Personal details
- Born: 24 September 1938
- Died: 13 July 2016 (aged 77) Lahore, Punjab, Pakistan
- Relations: Gen. Ghulam Jilani Khan
- Alma mater: National Defense University

Military service
- Allegiance: Pakistan
- Branch/service: Pakistan Army
- Rank: Lieutenant-General
- Unit: 10th Baluch Regiment
- Battles/wars: Indo-Pakistani War of 1965 Indo-Pakistani War of 1971

= Zia Ullah Khan =

Senior officer of the Pakistan Army

Zia Ullah Khan (24 September 1938 – 13 May 2016) was a retired Leiutene General of the Pakistan Army who served as a corps commander of XII Corps from January 1993 – 1995 and commandant Azad Kashmir Regiment. He had made various contributions in the military and civil development in Pakistan, especially in Balochistan for which he came to be highly respected in both circles. He was known for his courage to urge Pervez Musharraf to step down after the 1999 Pakistani coup d'état.
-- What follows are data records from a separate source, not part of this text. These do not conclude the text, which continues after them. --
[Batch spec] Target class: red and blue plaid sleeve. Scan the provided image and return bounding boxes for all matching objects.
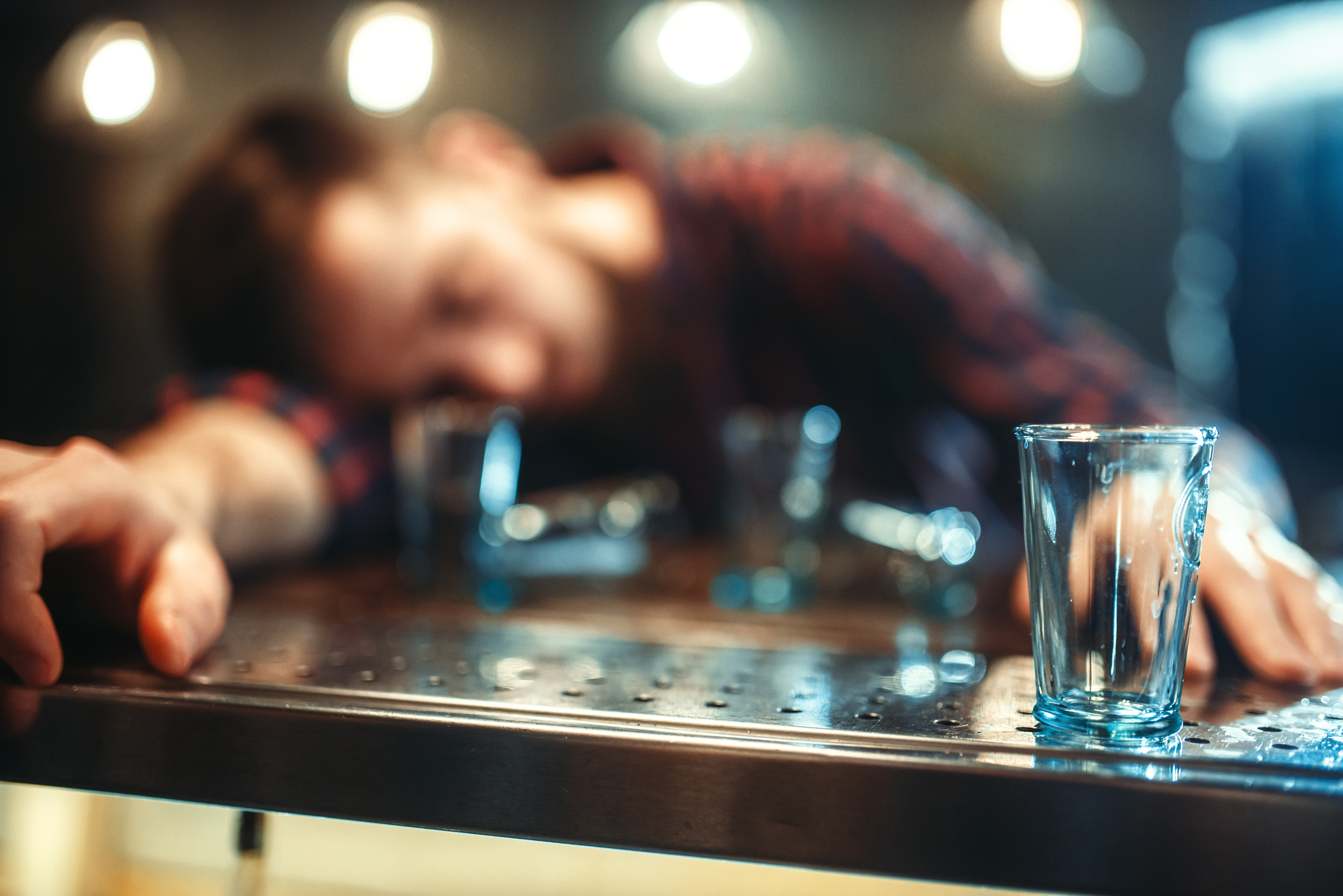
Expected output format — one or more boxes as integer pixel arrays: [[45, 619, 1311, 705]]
[[159, 371, 393, 553]]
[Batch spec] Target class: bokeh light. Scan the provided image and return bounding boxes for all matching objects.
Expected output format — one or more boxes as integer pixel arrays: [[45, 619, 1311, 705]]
[[658, 0, 752, 87], [345, 4, 434, 113], [999, 0, 1082, 83], [83, 38, 157, 125], [1080, 26, 1147, 97]]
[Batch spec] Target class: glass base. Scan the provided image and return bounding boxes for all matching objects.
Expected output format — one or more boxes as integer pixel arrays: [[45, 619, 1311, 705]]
[[1033, 691, 1184, 743]]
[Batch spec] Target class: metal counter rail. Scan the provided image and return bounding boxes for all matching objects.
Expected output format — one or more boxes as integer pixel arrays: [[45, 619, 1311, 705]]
[[0, 567, 1343, 894]]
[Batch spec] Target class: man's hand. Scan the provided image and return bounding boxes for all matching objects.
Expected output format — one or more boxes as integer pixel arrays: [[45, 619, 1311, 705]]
[[1013, 492, 1343, 685], [0, 439, 230, 685]]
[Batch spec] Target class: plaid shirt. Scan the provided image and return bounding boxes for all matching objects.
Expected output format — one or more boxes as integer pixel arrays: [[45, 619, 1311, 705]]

He was awarded the Hilal-i-Imtiaz Military for the recognition of his services, which is the second-highest civilian award and honour given to both civilians and military officers of the Pakistan armed forces by the Government of Pakistan. It recognises individuals who have made an "especially meritorious contribution to the security or national interests of Pakistan, world peace, cultural or other significant public endeavors".
He also served as the Mayo Hospital board of governors' chairman and Fauji Fertilizer Company Limited Managing Director.

== Background ==
Zia Ullah Khan was born into a Barech Pathan family in Jandiala Sher Khan, a small town near Sheikhupura that is also the ancestral village of the famous Sufi poet Waris Shah. His father was Khan Moiz Ullah Khan, a renowned personality of the same village.

He was also the nephew of General Ghulam Jilani Khan, former Defense Secretary of Pakistan and Governor of Punjab.